For this critical industry, manufacturers must meet strict regulatory guidelines. For devices sold into Mexico, regulations are set by the Federal Committee for Protection from Sanitary Risks (COFEPRIS), a department within Mexico’s Ministry of Health. Products imported abroad must meet the national guidelines of those import countries.
There are several reasons that Mexico has become a leading supplier of medical devices. The country has a robust network of manufacturer-led and technical training institutions that have developed a workforce skilled in undertaking highly complex manufacturing activities. Most of these medical devices must be manufactured by hand, a skillset easily found among a labor force used to completing multiple-part assembly processes. And, of course, this skillset is found at more competitive wages than those paid in the United States or other high-skill manufacturing countries.

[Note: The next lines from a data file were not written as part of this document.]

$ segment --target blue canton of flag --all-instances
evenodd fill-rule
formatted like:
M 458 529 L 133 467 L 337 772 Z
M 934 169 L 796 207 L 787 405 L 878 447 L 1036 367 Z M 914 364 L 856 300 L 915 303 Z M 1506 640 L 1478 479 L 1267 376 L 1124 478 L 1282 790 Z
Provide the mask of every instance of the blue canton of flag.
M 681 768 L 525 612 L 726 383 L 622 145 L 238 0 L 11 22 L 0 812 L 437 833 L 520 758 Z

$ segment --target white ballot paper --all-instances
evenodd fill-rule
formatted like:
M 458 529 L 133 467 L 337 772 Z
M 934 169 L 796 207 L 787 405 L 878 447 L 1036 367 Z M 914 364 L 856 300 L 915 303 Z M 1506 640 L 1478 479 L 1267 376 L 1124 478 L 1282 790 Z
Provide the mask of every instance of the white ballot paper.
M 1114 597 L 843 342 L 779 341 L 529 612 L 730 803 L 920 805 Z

However, location has also played a role in Mexico’s growth as a medical device manufacturer. While Mexico’s location across the border from its largest trading partner is a leading advantage, it becomes even more beneficial when considering that one of the largest U.S. medical markets is San Diego, about 20 miles from the booming medical device manufacturing industry in Tijuana. This medical manufacturing expertise has extended and can be found in Chihuahua, Coahuila, Nuevo León, Jalisco, Sonora, and Tamaulipas.
As this industry has grown, so too have the regulations surrounding it to ensure that end-users are getting the quality they need.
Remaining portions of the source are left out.